Jennifer Armstrong is the author of numerous award-winning picture books and novels. Her works include Hugh Can Do and Chin Yu Min and the Ginger Cat (both ALA Notable books); The Dreams of Mairhe Mehan (a BCCB Blue Ribbon Book); and Black-Eyed Susan (a New York Public Library Best Book). Her first novel, Steal Away, was an ALA Best Book for Young Adults, an ALA Notable book, and a Golden Kite Honor book. Other titles include Pockets, Shipwreck at the Bottom of the World, Magnus at the Fire, Photo by Brady, and Once Upon a Banana. She lives in New York State.
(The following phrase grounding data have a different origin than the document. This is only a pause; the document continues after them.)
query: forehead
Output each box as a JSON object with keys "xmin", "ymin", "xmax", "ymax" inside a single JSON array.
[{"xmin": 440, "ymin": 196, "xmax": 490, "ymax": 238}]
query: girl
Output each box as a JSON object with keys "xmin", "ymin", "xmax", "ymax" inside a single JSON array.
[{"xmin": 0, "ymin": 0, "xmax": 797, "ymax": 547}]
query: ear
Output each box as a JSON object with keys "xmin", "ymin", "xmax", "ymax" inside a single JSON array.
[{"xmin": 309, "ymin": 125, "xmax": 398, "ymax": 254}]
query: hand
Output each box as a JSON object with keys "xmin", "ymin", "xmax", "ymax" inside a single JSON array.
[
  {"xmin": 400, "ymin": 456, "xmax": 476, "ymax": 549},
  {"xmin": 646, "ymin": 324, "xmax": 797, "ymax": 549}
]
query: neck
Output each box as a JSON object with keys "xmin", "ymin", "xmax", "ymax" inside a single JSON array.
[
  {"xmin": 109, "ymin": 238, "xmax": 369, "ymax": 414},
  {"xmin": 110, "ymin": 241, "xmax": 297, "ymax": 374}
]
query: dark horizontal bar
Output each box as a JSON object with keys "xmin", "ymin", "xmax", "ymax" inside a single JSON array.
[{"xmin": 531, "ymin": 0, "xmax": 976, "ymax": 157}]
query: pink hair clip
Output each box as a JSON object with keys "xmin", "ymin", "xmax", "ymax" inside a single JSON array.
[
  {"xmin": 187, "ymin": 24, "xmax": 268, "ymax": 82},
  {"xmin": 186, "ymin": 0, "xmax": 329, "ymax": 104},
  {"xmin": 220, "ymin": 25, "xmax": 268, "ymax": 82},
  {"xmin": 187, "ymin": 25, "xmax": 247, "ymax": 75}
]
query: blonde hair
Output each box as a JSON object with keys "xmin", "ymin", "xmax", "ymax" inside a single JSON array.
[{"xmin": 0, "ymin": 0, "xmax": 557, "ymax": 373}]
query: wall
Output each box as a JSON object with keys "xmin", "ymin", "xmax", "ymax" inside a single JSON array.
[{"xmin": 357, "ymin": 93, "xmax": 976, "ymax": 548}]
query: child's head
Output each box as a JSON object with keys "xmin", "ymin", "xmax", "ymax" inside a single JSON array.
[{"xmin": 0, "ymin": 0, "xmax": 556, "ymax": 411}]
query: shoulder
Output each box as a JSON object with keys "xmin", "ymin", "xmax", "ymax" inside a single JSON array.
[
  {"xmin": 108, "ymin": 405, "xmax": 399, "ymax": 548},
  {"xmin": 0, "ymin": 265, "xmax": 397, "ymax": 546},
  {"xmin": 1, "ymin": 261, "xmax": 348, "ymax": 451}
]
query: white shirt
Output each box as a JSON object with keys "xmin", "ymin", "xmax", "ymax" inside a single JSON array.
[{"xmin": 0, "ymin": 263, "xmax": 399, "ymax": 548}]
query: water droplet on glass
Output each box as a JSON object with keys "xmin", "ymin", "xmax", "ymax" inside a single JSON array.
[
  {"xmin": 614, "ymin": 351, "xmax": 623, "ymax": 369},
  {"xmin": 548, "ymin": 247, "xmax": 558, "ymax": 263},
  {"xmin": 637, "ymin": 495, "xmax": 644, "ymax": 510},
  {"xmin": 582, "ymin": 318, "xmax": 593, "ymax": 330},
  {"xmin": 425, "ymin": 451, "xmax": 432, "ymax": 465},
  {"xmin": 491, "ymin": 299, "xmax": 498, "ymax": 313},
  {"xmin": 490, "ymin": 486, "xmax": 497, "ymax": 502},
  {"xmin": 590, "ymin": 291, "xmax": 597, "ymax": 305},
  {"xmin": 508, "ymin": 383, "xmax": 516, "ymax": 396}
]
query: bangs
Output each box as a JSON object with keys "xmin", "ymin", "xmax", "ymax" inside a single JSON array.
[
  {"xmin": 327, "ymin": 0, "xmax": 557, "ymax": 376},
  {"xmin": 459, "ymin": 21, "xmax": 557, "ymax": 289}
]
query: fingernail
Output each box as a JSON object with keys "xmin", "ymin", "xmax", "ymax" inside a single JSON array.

David Small is the Caldecott Award–winning illustrator of So You Want to Be President? by Judith St. George. He also received Caldecott Honors for The Gardener by Sarah Stewart and One Cool Friend by Toni Buzzeo. He’s illustrated dozens of other award-winning books, including That Book Woman by Heather Henson and The Underneath by Kathi Appelt, and lives in Michigan with his wife, Sarah Stewart.